Yes sir....I'm sorry 

*runs off to write new mission statement*


----------



## P-funk (Aug 20, 2006)

PWGriffin said:


> Yes sir....I'm sorry
> 
> *runs off to write new mission statement*



no seriously.

the more professional you are, the more clients will want to work with you.

when i started traning people i was a terrible business man.  I had no sales skills what so ever.  I would just walk the floor at the gym and try and figure out how to get clients.  But, the thing that I did have was that I understood my functional anatomy and how things worked.  Once a person asked me a questions, I helped them in a professional way and the product sold itself.  I didn't have to ask for money.  they were ready to sign up and pay!

the more professional you are the better of you will be.

the guys at world gym are shitty trainers (and all of them have NASM certifictations) because:

a) despite the certification, they didn't know how to take the information and apply it properly.

and

b) they didn't care to apply it properly.  to them, traininer was about making people sweat.  I cringe everytime I see the fucking jackass with this woman who is 60lbs overweight, standing on a bosu ball, doing DB curls with 10lb Dbs, and him saying "I want you to really feel the burn!  I want you to pump out 15 reps, and if you get to 15 and it is easy, then go to 20.  We want that burn."........
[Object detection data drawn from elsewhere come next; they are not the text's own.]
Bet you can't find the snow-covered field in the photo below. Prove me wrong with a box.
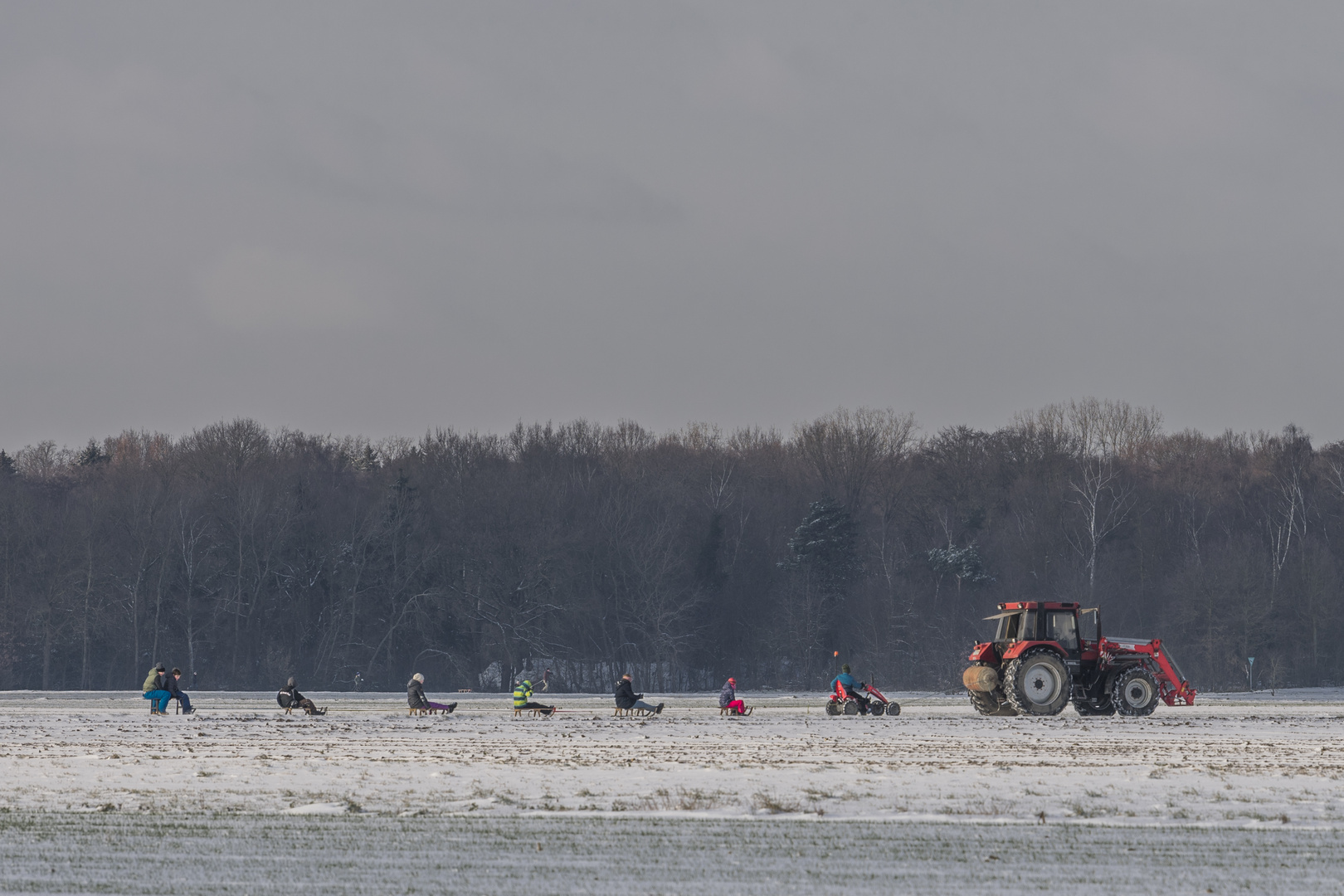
[0,690,1344,894]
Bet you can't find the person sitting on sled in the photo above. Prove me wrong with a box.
[139,662,172,716]
[830,662,869,716]
[406,672,457,712]
[719,679,747,716]
[616,672,663,714]
[275,675,327,716]
[514,681,555,716]
[163,668,197,716]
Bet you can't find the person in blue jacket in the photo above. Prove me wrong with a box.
[830,662,869,716]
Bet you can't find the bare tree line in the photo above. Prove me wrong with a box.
[0,399,1344,689]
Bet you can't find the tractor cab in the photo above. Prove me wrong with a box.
[977,601,1099,662]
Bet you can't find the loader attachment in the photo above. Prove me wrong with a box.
[1102,638,1199,707]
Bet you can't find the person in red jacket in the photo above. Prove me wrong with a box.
[719,679,747,716]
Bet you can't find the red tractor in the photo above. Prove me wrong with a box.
[961,601,1196,716]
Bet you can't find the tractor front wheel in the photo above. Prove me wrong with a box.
[1110,666,1157,716]
[1004,647,1073,716]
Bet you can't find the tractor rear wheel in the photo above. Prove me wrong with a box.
[1004,647,1073,716]
[967,690,1017,716]
[1110,666,1157,716]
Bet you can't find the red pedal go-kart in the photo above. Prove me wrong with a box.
[826,681,900,716]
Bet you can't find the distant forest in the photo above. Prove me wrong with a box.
[0,399,1344,690]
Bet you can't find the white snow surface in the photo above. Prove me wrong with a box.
[0,689,1344,830]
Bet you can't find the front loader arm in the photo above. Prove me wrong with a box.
[1101,638,1199,707]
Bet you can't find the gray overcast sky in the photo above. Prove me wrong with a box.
[0,0,1344,451]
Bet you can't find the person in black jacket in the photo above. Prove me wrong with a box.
[275,677,327,716]
[406,672,457,712]
[616,672,663,714]
[163,668,197,716]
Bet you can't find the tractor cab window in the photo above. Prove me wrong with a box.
[1078,610,1101,642]
[995,610,1040,640]
[1045,610,1078,650]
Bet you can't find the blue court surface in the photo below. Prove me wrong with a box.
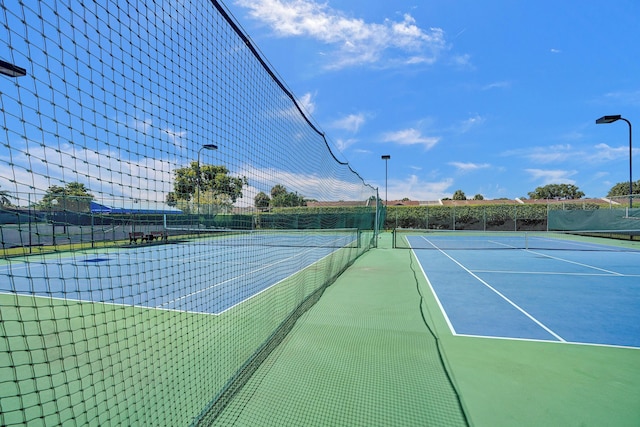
[0,235,355,314]
[409,236,640,348]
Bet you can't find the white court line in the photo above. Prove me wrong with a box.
[411,249,458,335]
[473,270,640,277]
[525,249,624,276]
[422,237,566,342]
[155,244,342,311]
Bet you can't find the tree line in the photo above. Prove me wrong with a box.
[445,180,640,200]
[5,176,640,212]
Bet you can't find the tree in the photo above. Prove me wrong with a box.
[36,182,94,212]
[453,190,467,200]
[254,184,307,209]
[253,191,271,212]
[166,162,249,212]
[529,184,584,200]
[607,179,640,197]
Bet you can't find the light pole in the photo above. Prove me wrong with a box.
[380,154,391,206]
[596,114,633,208]
[197,144,218,219]
[0,60,27,77]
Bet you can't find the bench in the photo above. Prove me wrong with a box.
[129,231,147,243]
[145,231,167,242]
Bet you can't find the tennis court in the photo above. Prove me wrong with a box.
[0,230,358,314]
[400,233,640,348]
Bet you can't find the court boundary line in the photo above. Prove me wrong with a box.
[422,236,567,342]
[455,334,640,350]
[411,249,458,335]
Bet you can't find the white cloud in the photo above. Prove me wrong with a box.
[449,162,491,173]
[298,92,316,114]
[526,144,579,163]
[336,138,358,152]
[233,165,374,207]
[604,90,640,105]
[525,169,577,185]
[378,175,453,201]
[482,81,511,90]
[382,128,440,150]
[591,143,636,161]
[235,0,446,69]
[0,144,176,202]
[332,113,365,133]
[457,114,485,133]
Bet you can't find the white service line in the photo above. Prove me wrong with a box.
[423,237,566,342]
[525,249,624,276]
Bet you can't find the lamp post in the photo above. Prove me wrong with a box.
[596,114,633,208]
[380,154,391,206]
[0,60,27,77]
[197,144,218,219]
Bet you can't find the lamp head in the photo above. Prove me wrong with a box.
[596,114,622,125]
[0,60,27,77]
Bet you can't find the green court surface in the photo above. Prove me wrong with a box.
[211,233,640,426]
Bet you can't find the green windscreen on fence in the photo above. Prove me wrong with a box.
[0,0,384,426]
[549,208,640,232]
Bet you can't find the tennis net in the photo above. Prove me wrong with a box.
[0,0,384,426]
[393,229,640,251]
[166,228,362,248]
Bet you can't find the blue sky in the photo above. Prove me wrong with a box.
[225,0,640,200]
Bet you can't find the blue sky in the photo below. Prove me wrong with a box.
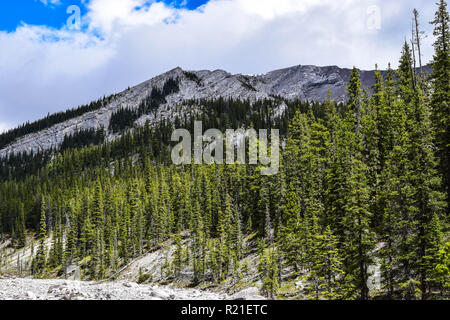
[0,0,436,132]
[0,0,208,32]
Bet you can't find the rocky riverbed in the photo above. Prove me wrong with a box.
[0,278,262,300]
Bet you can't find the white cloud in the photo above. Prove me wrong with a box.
[39,0,61,5]
[0,0,434,130]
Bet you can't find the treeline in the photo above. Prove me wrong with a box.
[109,78,180,133]
[0,0,450,299]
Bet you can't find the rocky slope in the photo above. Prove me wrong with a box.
[0,278,268,301]
[0,66,390,157]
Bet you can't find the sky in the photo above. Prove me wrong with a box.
[0,0,437,132]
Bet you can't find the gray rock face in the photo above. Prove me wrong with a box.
[0,278,239,301]
[0,66,386,158]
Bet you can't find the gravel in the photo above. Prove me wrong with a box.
[0,278,234,300]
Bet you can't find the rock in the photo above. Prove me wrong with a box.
[230,287,265,300]
[123,282,139,288]
[0,66,408,158]
[26,291,37,300]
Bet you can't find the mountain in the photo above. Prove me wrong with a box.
[0,65,426,157]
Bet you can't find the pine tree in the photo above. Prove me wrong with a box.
[16,203,27,248]
[34,198,47,274]
[431,0,450,214]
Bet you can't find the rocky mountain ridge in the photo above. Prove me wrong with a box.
[0,65,398,157]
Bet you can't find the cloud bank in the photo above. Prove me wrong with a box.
[0,0,435,131]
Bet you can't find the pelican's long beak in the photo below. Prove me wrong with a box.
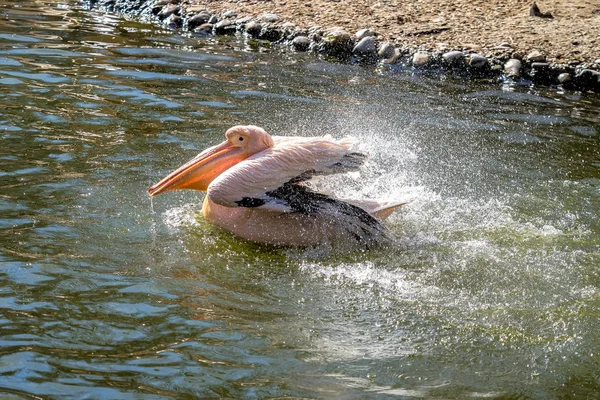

don't associate yourself with that crowd!  You are on the right path!  Make yourself out to be the real deal!


----------



## Trouble (Aug 20, 2006)

Steady-on there, mates.  The two of you crossed wires.

PW meant that all his clients want and expect is to loose weight.

Patrick and I are of the fervent opinion that these overweight individuals will make temporary progress at best.  Clients, their families and friends will have generally unhealthy lifestyles.  We both work hard to encourage a wholistic (deliberate misspelling), with a life-long shift in attitude towards health and wellness conscious behaviors.  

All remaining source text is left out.